Mr Lane starts by skewering original research conducted in the 1950s by epidemiologist Ancel Keys which purported to show a relationship between fat consumption and heart disease in a handful of countries. But as Mr Lane points out, this represented a ‘misuse’ of the data. When we look at the wider evidence available at the time, the supposed relationship between fat and heart disease simply disappears.
Subsequently, the focus was thrown on cholesterol-containing foods. But, as Mr Lane points out, in the late 1990s Ancel Keys himself admitted that “There’s no connection whatsoever between cholesterol in food and cholesterol in blood. And we’ve known that all along. Cholesterol in the diet doesn’t matter unless you happen to be a chicken or a rabbit.”
So, what is the relationship between cholesterol levels and heart disease? Mr Lane points our attention towards a study published in 2009 which measured supposedly unhealthy LDL-cholesterol in almost 137,000 individuals admitted to hospital with a heart attack [2]. 75 per cent of hear attack victims had LDL levels below the recommended threshold of 3.4 mmol/l (130 mg/dl). Yes, that’s right – the majority of people who have a heart attack have cholesterol levels their doctor would be proud of.
Mr Lane goes further when he refers to the fact that in ‘primary prevention’ (people without established cardiovascular disease), statins do not save lives. He also draws our attention to the risk of ‘probably under-reported’ side-effects including liver and muscle damage.
Here’s Mr Lane’s closing paragraph in full: “Statins are not the swallows heralding a summer free of heart disease for everyone. Arguably, if we do not insist on a proper answer to the question of what really causes heart disease then we may unduly medicate millions of people for little benefit at the danger of making a significant number of them seriously ill.”

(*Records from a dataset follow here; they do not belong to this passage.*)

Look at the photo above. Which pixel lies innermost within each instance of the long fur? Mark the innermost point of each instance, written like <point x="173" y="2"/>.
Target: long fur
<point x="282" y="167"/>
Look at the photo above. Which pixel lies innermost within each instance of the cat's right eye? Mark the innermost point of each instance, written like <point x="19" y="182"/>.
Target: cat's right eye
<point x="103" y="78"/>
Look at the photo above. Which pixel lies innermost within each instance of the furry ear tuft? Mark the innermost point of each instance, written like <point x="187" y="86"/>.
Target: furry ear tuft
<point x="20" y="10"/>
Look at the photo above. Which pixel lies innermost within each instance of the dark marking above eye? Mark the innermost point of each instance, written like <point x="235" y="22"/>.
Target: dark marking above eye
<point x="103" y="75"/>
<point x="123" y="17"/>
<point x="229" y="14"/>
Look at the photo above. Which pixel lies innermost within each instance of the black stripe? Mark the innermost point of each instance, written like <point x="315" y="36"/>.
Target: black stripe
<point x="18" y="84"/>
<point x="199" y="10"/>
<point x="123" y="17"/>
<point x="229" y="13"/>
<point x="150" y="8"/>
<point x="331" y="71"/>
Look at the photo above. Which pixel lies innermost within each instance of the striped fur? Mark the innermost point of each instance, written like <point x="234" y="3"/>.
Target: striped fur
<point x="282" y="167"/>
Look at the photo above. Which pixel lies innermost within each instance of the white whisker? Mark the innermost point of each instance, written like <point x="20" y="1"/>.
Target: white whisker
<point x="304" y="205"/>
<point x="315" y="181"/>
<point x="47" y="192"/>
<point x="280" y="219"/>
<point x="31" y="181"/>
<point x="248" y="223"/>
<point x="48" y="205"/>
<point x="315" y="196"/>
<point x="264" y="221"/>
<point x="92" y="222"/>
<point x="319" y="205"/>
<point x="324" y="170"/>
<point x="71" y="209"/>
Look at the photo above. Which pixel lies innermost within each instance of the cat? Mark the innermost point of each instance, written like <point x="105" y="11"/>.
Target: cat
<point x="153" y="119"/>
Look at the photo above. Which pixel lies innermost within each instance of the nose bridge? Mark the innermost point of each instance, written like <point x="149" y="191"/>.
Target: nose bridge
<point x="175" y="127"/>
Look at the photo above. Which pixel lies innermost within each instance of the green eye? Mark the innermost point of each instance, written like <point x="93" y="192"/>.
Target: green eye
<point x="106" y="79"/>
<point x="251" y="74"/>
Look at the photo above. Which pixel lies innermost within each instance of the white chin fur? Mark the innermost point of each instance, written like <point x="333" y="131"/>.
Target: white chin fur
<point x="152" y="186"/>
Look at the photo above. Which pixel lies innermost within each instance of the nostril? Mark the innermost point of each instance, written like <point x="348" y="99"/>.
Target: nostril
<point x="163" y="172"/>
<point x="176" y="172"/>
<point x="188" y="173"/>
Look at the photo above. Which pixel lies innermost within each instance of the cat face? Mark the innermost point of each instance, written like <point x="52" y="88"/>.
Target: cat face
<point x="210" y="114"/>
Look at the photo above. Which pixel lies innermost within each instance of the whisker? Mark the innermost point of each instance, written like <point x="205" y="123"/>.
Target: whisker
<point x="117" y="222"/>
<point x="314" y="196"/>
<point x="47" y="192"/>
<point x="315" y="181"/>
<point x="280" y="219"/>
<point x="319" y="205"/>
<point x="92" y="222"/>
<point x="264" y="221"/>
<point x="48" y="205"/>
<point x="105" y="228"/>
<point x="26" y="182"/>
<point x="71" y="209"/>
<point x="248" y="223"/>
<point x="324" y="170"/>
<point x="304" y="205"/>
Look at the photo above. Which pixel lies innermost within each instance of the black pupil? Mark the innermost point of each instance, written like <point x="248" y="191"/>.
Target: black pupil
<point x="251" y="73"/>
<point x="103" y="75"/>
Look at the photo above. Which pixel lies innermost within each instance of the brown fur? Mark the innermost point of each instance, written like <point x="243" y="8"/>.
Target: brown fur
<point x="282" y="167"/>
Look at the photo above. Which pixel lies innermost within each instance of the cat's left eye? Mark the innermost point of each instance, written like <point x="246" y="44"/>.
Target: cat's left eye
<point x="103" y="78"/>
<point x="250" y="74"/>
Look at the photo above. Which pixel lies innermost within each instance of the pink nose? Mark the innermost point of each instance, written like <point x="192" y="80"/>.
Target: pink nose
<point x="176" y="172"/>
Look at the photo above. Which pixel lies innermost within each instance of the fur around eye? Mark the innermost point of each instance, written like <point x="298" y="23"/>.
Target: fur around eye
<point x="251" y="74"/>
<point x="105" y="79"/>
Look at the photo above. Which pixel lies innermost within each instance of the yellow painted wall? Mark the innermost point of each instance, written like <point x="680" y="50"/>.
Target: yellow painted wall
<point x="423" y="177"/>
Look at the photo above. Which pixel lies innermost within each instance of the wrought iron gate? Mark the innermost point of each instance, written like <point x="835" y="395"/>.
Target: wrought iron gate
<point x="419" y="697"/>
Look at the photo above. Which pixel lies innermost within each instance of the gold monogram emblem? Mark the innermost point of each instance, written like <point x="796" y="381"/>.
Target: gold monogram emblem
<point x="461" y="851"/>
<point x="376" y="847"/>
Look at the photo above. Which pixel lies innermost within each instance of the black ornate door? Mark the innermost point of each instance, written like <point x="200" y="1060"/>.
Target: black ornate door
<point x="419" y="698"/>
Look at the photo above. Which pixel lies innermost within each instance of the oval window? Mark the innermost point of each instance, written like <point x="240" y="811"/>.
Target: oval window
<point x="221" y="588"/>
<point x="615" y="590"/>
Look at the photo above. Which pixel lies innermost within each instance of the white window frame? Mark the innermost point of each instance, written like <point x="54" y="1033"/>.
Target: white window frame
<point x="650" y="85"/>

I wholeheartedly agree with Mr Lane on this, and ask, how come he sees this but the vast majority of doctors don’t? Could part of the reason be that actuaries are trained to take a critical eye data, but we doctors are not (although, we think we are). And could another reason be something to do with money? Some elements of industry, at least in part to swell the coffers, will seemingly contort the evidence to convince doctors that statins are wonder drugs. Actuaries do work that has financial implications too, the difference being that decisions are based on more objective analysis of the facts.
References:
1. Lane G. Heart of the Matter. Actuary. August 2011;28-29
2. Sachdeva A, et al. Lipid levels in patients hospitalized with coronary artery disease: an analysis of 136,905 hospitalizations in Get With The Guidelines. Am Heart J. 2009;157(1):111-117.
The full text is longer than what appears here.